The original Chesterfield was a five-room house built in 1936 by Steven Chapman of Chesterfield, South Carolina. That house burned and was replaced in 1946. Clay Brittain, whose uncle built the brick building, worked there as a teenager and became an owner in 1965, running the hotel until 1991. In April 2002, Parkside Inn & Suites of Anaheim, California bought the inn and improved it after Centura Bank foreclosed.

By 2004, Karon Mitchell and her family owned the Chesterfield. In 2009, Mitchell announced plans to tear down the inn for a mini golf course to accompany the new Myrtle Beach Boardwalk.

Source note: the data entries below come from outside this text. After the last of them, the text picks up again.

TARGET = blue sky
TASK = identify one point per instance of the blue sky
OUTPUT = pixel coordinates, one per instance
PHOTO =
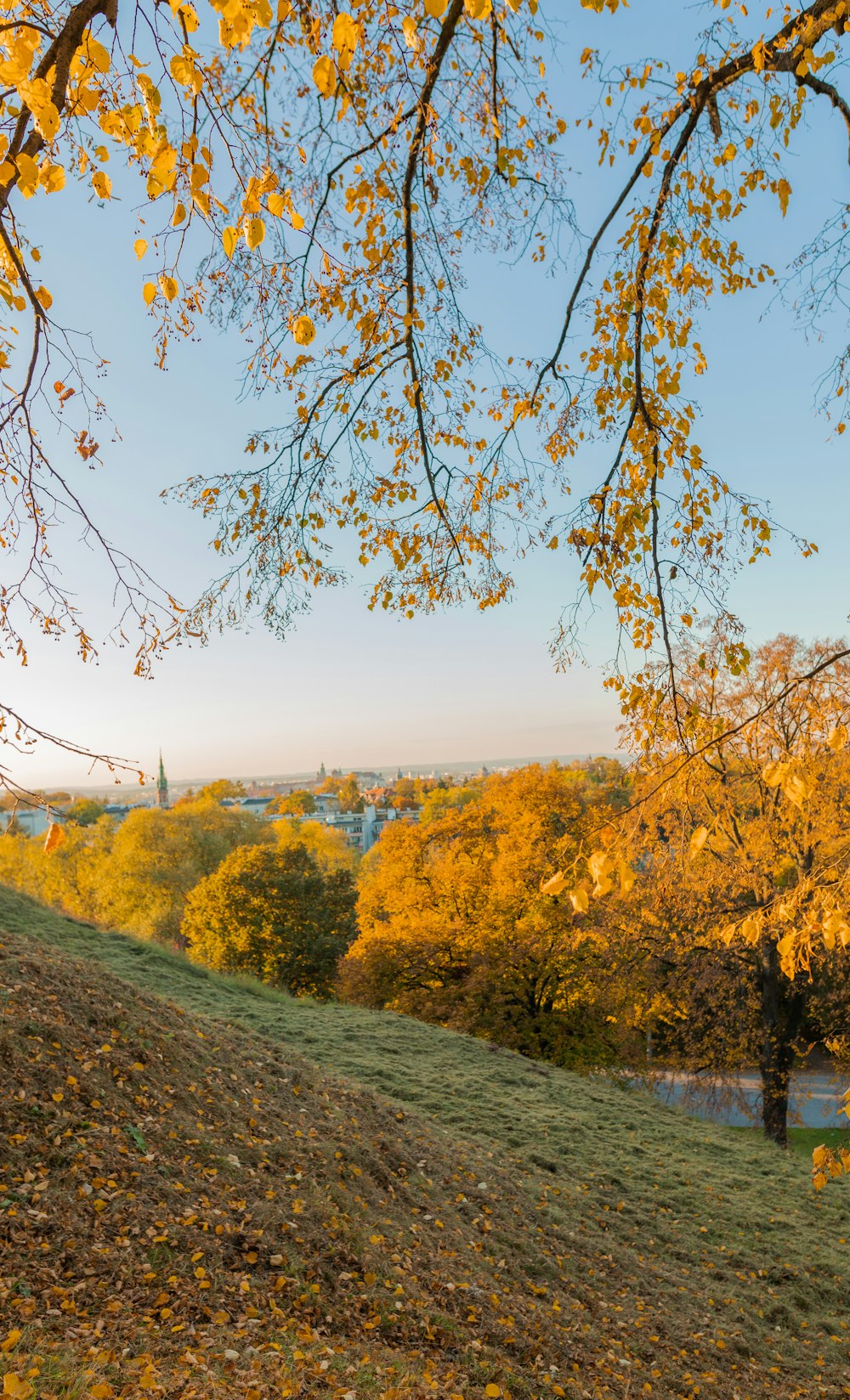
(357, 687)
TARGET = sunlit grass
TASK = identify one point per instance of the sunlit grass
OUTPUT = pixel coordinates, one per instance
(711, 1207)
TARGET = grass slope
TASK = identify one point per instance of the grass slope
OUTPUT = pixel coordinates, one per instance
(480, 1221)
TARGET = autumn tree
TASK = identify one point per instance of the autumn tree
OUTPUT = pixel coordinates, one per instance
(157, 859)
(326, 844)
(84, 811)
(742, 860)
(71, 878)
(454, 926)
(276, 914)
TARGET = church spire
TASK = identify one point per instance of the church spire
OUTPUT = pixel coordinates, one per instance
(162, 786)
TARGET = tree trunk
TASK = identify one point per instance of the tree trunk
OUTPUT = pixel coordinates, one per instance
(782, 1017)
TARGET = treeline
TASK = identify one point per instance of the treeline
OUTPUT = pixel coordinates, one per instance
(573, 913)
(164, 875)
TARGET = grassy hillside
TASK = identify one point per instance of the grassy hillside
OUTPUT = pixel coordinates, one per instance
(478, 1222)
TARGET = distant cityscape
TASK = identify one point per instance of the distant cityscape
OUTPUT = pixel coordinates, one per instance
(356, 803)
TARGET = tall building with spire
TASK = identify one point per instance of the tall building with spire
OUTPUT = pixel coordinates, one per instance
(162, 788)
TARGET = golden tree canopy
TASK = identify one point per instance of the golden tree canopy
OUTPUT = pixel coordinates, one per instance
(320, 178)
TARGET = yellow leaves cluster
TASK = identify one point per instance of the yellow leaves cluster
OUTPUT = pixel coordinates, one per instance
(303, 330)
(15, 1387)
(786, 776)
(698, 840)
(603, 868)
(828, 1164)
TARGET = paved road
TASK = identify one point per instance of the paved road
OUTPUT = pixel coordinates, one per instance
(815, 1098)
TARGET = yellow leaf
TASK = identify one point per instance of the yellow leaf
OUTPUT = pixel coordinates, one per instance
(750, 930)
(345, 36)
(52, 178)
(774, 773)
(698, 840)
(255, 231)
(15, 1387)
(796, 788)
(303, 330)
(54, 838)
(324, 76)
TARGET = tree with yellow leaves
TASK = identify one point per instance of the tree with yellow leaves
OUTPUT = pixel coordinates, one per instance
(742, 864)
(454, 926)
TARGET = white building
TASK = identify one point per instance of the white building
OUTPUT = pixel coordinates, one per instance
(360, 829)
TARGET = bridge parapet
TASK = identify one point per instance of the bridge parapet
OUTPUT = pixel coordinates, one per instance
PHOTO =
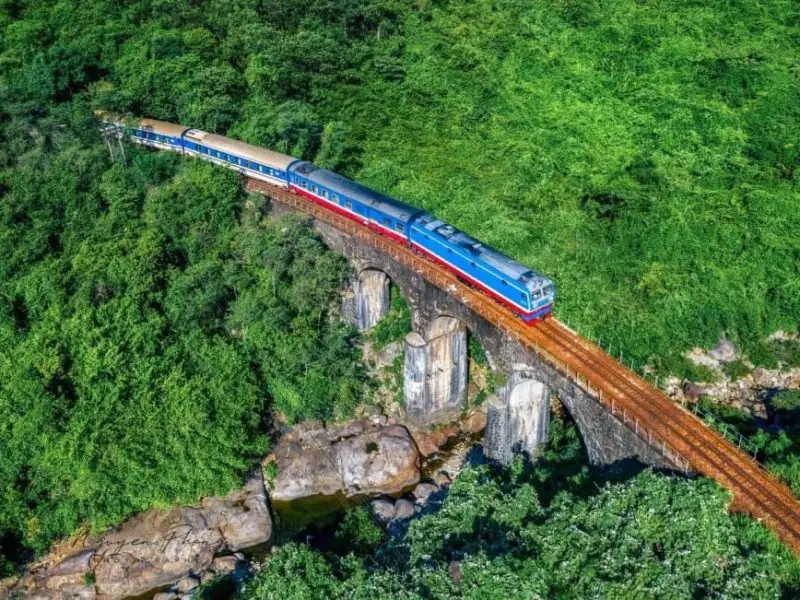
(609, 443)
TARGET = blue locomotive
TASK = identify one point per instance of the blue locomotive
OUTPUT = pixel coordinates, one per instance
(523, 290)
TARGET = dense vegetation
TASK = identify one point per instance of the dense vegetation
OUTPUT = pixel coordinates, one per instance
(150, 333)
(548, 532)
(642, 154)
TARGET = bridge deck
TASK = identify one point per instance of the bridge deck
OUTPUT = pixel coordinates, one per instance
(682, 438)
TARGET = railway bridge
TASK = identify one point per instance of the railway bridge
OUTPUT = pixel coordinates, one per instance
(622, 417)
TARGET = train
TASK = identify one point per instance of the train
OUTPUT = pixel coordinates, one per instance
(526, 292)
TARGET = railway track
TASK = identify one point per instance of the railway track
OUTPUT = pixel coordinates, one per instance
(682, 438)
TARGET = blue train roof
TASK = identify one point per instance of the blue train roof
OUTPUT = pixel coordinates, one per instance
(494, 258)
(360, 193)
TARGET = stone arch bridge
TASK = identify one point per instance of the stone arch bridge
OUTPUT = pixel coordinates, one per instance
(621, 417)
(436, 352)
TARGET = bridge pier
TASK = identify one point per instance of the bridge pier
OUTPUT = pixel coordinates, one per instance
(517, 420)
(609, 443)
(435, 373)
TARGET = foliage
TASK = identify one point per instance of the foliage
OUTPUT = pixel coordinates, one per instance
(511, 536)
(150, 333)
(776, 446)
(642, 154)
(358, 533)
(476, 352)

The plan was delayed by the economic downturn, but by the end of June 2012 demolition was scheduled. People who wanted artifacts were able to collect them on June 19, 2012. The mini golf course was scheduled to open the following March.

On August 22, 2012, the Chesterfield Inn was demolished by construction crews. Shark Attack Adventure Golf opened on the site in Spring 2013, with bricks from the old inn painted with the green and white "Chesterfield" sign, both as part of the development and for sale. Part of the mini-golf course used the inn's basement. Hammerhead Grill followed in June, with tables made from the inn's floors, and inn-related items on display. On March 1, 2017, Joshua Laniado, who bought the property in February after the miniature golf course closed, announced a mixed-use development might be built on the site. Ocean Escape Boardwalk Oceanfront had its grand opening February 1, 2026. It included condos for short-term stays, and work was still planned on retail and commercial spaces.